Las cosas van mal
Lo tengo asumido: creo que voy a pertenecer a la generación que va a tener el honor de presenciar el fin del mundo.
Podría hablar en ese tono irónico que a veces me salta, pero lo que digo es cierto. Sinceramente, demasiadas cosas van mal en este mundo como para que pueda durar mucho más. Lo tenemos más que contaminado, y no solo de polución: “suciedad espiritual”, que he llegado a llamar en ETDLN. Corrupción, ignorancia, pasividad y mucha vagancia están destruyendo gota a gota lo que viene siendo este nuestro precioso hogar.
Aunque tarde o temprano tenía que suceder: es asombroso que -aunque sea a duras penas- se mantenga en pie la complejísima estructura de la Humanidad. Tal vez me esté poniendo demasiado metafísico, pero en ese aspecto (entre tantos otros) sigo siendo un niño: me quedo asombrado y deslumbrado observando que, pese a todo, aquí estamos.
Hemos corrido demasiado, quizá ahí reside el problema, y ahora con esto nos encontramos. Es una bomba de relojería: no sabemos cuándo nos va a estallar. Los mass-media, que dice mi profesor de filosofía, nos confunden continuamente. No hay calentamiento, sí hay calentamiento, tenemos tiempo o hay que actuar ya. Incluso leí ya que es imparable. Un cacao mental de los gordos.
¿Pesimista yo? ¡Qué va! Si va a ser de lo más excitante (esa es la palabra) ver cómo se desmorona el sistema, cómo se vive la tensión en la calle, cómo nuestro maravilloso mundo hedonista de fantasía se queda reducido a cenizas.
Solo espero que no arrastremos con ello a la riqueza de la naturaleza que tan feliz disfrutaba de nuestro planeta hasta que unos monos se pasaron de listos.
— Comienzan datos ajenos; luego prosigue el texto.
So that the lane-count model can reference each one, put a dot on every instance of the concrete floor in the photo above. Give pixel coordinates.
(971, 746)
Mañana es el día de la paz. Aún no debemos adelantar acontecimientos (aunque tan contradictorio parezca tras este apocalíptico post). Nos queda, por tanto, tratar de ser felices y, como mínimo, ser fieles a nosotros mismos como individuos cuando no lo hemos sabido ser como conjunto. Tal vez sea ahí el único modo del que podamos vivir la paz en estos días que le restan a esta moribunda Humanidad.